Ze zijn jong en onaantastbaar. Op scooters razen ze door de smalle straatjes van Forcella, het oude hart van Napels. In de stilte van de nacht klinken opgewonden jongensstemmen en pistoolschoten. De bende rondom Blue Blood – opgeschoren haar, christelijke kruizen in zijn nek getatoeëerd – heeft de macht gegrepen in de wijk waar zijn vader ooit regeerde. Ze zijn euforisch en schieten blind om zich heen, niemand die ze tegenhoudt.
Door de dood van Pietro Savastano kantelden de machtsverhoudingen in de stad. De oude heerser van Secondigliano – mogelijk de lelijkste en gevaarlijkste wijk van Europa – kreeg een kogel in zijn hoofd toen hij het graf bezocht van zijn vrouw. In het machtsvacuüm dat ontstond werden de kaarten opnieuw geschud en toen Blue Blood Forcella opeiste, bleek hij er niet alleen voor te staan: oudgediende Ciro di Marzio bood zich aan als adviseur.

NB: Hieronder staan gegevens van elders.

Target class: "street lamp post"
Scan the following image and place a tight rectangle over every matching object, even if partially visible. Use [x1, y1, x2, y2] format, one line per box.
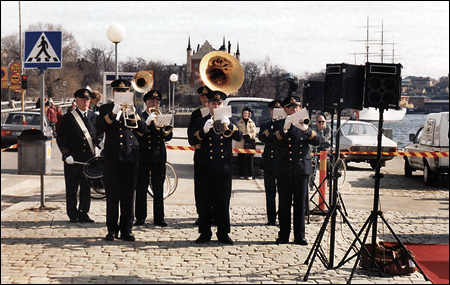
[63, 81, 67, 104]
[106, 24, 126, 79]
[169, 73, 178, 127]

Ciro is de moordenaar van Pietro Savastano en moest daardoor Napels verlaten en schuilen in het Bulgaarse Sofia. ‘De onsterfelijke’ heeft zijn vertrouwde sigaret in de mondhoek, maar zijn ogen en hart zijn leger dan ooit. Ciro lijkt een monument te zijn geworden van de starre zinloosheid waarin hij opgroeide. Eigenlijk is zijn enige doel eraan bijdragen dat zijn oude vriend Gennaro behoudt wat hij zelf is verloren: zijn vrouw en kind.

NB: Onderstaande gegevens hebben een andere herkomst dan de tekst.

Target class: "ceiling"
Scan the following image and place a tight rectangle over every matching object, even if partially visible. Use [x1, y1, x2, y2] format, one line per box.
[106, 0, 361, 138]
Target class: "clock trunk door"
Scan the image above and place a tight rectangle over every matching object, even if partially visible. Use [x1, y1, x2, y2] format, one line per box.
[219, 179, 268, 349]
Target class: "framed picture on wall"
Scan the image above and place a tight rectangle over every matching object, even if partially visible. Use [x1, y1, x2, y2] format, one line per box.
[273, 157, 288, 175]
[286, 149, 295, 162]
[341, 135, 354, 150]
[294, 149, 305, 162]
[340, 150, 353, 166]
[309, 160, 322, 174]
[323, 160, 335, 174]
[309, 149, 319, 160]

Salvatore Esposito, de acteur die ‘Genny’ speelt, heeft net als Marco D’Amore (Ciro) een prestatie geleverd; in elke scène waarin hij verschijnt stijgt het niveau onmiddellijk. Hoe onderkoeld Genny ook is, zijn kleine zenuwtrekjes verraden zijn pijn en worstelingen. Omdat hij inmiddels een zoon heeft, is hij een man geworden met een zwakte, in mindere mate één brok genadeloosheid. Al is het geen nieuws meer voor de kijker, het hakt er toch in wanneer hij plotseling eerlijk is als hij naast zijn vrouw Azzurra op bed gaat zitten: ‘Het is niet waar dat mijn vader Napels heeft verlaten’, zegt hij. ‘Mijn vader is dood. Ik heb hem laten vermoorden.’
Gomorra is op zijn best als de psychologie van de Napolitaanse onderwereld dicht op de huid van de personages wordt getoond. Het zit hem vaak in de details. Zo ontdek je dat er een onverwachte reden is dat Ciro ‘de onsterfelijke’ wordt genoemd. Ook is het sterk hoe wordt verbeeld dat deze jongens niet als moordenaars en criminelen worden geboren, maar opgroeien in een omgeving die soms maar één kant opleidt, zoals een rivier slechts in één richting kan stromen.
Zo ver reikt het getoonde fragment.